Os judeus responderam-lhe que, tal como ele não podia desobedecer às ordens do imperador também eles não podiam violar um mandamento de Deus.
A história acaba bem. Instado pelo rei Agripa I, seu amigo de longa data e neto de Herodes (o Grande), Calígula acabou por ceder, ordenando que, se a estátua ainda não tivesse sido colocada no Templo até à chegada do emissário com a ordem que anulava o primeiro decreto, não fosse de todo colocada. Se já lá estivesse, deveria ficar onde estava.
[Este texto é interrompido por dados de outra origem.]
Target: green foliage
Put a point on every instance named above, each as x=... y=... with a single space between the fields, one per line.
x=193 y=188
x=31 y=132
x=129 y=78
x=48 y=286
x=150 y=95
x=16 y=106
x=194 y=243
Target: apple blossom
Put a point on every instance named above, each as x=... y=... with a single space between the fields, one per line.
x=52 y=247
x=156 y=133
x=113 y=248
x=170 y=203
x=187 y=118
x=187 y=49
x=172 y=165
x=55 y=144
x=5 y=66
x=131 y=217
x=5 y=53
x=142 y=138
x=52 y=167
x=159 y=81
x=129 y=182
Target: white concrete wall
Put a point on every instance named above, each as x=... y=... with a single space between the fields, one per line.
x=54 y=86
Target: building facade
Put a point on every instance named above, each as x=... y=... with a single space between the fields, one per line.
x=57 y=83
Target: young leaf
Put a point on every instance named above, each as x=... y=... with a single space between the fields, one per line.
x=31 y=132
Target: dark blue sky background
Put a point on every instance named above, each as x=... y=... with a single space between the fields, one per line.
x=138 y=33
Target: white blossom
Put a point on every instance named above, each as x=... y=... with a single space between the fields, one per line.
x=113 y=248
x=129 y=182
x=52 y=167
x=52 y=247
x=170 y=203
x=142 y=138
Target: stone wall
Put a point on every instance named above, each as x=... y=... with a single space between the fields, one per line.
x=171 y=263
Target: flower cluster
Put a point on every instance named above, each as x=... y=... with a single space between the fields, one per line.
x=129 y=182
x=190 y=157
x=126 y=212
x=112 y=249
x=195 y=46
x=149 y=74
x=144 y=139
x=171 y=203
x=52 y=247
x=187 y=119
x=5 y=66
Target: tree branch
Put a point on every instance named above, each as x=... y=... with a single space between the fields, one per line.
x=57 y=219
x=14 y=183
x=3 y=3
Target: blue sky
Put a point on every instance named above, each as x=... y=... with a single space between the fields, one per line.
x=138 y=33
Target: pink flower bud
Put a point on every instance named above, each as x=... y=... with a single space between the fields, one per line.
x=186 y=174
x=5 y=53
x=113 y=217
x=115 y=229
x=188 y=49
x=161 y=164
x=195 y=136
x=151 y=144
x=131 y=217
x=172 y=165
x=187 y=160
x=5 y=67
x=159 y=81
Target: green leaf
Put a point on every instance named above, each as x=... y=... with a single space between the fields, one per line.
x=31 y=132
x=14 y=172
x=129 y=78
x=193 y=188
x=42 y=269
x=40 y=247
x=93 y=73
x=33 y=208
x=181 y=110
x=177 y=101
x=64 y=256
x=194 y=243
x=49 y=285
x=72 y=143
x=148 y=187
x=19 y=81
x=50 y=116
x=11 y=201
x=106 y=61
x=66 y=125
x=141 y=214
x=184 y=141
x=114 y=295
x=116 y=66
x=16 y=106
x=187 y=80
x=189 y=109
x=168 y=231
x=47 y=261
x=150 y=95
quarta-feira, 20 de janeiro de 2010

Das relações imperiais

De acordo com Suetónio, Tibério dizia de Calígula que este era não só a sua perdição mas a perdição de todos, e que estava a criar uma «hidra para o povo romano» e um «Faetonte para o universo».
Uma coisa que sempre me fez uma confusão desgraçada é que, se Tibério tinha semelhante estima por Calígula, por que não just... put him out of the way? Não se sabe. É daquelas coisas na história do império romano que nunca saberemos, está na mesma linha de perguntas como: porque é que Aníbal não marchou sobre Roma no exacto instante em que venceu Canas?
Adiante. Sabemos apenas que Tibério, para um gajo que coroava o filho adoptivo de semelhantes epítetos, fez uma coisa muito esquizofrénica. Nomeou o seu neto natural, Gémelo, e Calígula, um adoptado, herdeiros em partes iguais dos seus próprios bens e, ao mesmo tempo, herdeiros dos bens um do outro, o que gerava um impasse na sucessão ao império. Se apenas um herdasse o que era de Tibério, ou se um herdasse uma parte de leão, toda a gente saberia que era esse que Tibério pretendia para seu sucessor. Mas não foi isso que sucedeu. Tibério morreu sem se decidir.
À morte de Tibério, Calígula foi ao senado, fez uma fita desgraçada, disse que gostava do irmão como um filho, mas que o moço ainda era muito novo (como se pode ver, uma diferença brutal de idades, um com 18 outro com 25) e que pretendia adoptá-lo, ficando ele a reger o império, embora os amigos pessoais do imperador argumentassem que devia haver uma divisão efectiva de poderes.
Isto dá-me vontade de especular uma ou duas coisas, nomeadamente saber se Tibério poderia estar a intuir, ao gerar este impasse, um sistema parecido com a tetrarquia, ou seja terminar com a concentração de poderes numa só figura, separando os poderes talvez entre um Augusto e um César. Mas não é possível de facto saber. O que sabemos é que Calígula, very smoothly e um pouco mais tarde, forçou Gémelo a cometer suicídio.